No 'Mass Effect Trilogy' In HD? EA Rejects Remakes

EA's COO Peter Moore says the company isn't interested in remakes -- and doesn't appear to be interested in its history at all.

EA, Patryk Olejniczak

“We’re a company that just likes to push forward” says EA’s Chief Operating Officer, Peter Moore, in an interview with IGN. It’s bad news for anyone expecting an updated version of recent EA classics, like the Mass Effect Trilogy, Mirror’s Edge, Battlefield: Bad Company 2, or Burnout 3: Takedown.

It’s also emblematic of the video game industry’s antagonistic relationship with its own history. “Push forward” sounds like reasonably corporate-speak, but Electronic Arts also happens to have one of the biggest and most important libraries in gaming history, from Ultima to Dungeon Keeper to Bejeweled. EA does tend to do a good job of making certain many of their most famous games are available digitally, but they’ve also aggressively shut down underperforming games’ servers, making part or all of these games legally inaccessible.

With console backwards compatibility looking more like a brief, early-2000s fad than a trend, lack of publisher support for older games continues to contribute to a lack of accessibility to the medium’s history.
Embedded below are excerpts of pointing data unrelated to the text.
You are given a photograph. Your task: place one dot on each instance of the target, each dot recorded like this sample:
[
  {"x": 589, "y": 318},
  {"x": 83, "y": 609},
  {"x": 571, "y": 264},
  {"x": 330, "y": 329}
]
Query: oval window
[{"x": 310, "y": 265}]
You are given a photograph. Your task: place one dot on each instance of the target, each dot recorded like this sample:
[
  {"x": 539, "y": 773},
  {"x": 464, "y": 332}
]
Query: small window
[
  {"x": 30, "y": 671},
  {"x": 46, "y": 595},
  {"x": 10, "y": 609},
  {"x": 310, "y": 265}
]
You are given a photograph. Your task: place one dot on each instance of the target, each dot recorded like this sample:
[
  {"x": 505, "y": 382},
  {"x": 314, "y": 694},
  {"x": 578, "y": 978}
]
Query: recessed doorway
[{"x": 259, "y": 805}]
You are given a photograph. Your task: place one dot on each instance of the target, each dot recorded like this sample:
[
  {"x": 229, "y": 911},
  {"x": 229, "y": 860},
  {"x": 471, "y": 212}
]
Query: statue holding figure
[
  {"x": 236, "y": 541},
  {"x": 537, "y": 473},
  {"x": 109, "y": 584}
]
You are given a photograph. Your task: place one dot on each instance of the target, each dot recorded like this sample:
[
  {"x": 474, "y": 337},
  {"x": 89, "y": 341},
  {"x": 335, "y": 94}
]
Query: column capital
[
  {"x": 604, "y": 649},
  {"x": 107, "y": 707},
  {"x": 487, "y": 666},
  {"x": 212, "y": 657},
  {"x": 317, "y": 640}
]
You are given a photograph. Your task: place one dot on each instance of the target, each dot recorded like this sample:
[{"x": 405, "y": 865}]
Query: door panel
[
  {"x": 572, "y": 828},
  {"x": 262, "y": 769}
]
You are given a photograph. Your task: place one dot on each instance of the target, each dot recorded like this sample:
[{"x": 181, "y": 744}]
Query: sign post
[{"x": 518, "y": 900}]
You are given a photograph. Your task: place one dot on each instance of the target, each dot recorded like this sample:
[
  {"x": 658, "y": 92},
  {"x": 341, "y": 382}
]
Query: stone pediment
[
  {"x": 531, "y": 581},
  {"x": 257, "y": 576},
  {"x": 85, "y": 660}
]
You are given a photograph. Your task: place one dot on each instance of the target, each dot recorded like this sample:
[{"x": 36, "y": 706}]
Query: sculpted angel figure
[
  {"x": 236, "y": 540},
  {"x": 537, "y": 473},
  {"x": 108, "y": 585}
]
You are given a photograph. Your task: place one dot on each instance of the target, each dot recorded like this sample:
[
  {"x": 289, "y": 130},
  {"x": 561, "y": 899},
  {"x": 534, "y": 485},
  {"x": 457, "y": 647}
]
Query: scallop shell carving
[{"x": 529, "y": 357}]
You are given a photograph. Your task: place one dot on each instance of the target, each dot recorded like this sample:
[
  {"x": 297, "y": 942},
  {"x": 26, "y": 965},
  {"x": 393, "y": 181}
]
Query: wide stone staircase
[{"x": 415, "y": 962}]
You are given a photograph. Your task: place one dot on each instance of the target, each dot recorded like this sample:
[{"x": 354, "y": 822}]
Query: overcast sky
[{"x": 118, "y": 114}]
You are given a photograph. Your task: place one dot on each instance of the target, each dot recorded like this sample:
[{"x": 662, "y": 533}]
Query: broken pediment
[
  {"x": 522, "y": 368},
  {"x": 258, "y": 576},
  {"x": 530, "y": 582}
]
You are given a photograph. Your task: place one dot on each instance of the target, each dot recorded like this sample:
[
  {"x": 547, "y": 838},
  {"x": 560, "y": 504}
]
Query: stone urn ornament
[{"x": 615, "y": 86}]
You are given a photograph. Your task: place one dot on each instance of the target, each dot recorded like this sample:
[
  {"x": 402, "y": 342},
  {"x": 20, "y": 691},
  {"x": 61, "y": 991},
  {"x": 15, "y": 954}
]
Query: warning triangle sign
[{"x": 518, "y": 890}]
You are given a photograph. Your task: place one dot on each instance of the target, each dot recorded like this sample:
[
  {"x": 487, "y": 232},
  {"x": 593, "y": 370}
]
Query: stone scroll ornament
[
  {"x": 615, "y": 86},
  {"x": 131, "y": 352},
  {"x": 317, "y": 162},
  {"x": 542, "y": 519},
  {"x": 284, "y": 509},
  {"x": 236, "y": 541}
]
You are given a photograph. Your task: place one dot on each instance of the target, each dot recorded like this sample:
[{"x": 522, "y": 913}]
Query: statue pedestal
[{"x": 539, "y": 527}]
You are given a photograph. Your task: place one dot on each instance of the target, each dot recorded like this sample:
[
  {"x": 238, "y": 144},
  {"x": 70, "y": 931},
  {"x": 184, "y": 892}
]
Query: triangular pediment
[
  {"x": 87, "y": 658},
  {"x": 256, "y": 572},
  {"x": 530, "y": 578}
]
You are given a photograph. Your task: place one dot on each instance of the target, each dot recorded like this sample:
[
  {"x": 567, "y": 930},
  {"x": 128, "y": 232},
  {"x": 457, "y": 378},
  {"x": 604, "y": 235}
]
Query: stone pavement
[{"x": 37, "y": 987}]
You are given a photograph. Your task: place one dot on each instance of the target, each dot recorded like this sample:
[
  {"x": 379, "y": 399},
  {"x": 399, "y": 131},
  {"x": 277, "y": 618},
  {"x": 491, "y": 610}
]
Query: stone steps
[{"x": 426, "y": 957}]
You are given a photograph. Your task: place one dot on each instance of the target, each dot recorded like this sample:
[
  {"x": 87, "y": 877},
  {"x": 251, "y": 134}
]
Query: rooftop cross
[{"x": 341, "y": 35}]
To be fair, HD remakes aren’t a great form of historical preservation either—they tend to be highly priced and only given to already-canonized games. But publishers are the best organizations for maintaining history and accessibility — without commitment on their end, game history remains in the hands of a hodge-podge of fans, academics, and pirates.

Moore’s look forward is short-sighted: without respect for history, how can games be described as important? And what does it mean that one of the most important publishers in the industry takes the position that they won’t look backward at history?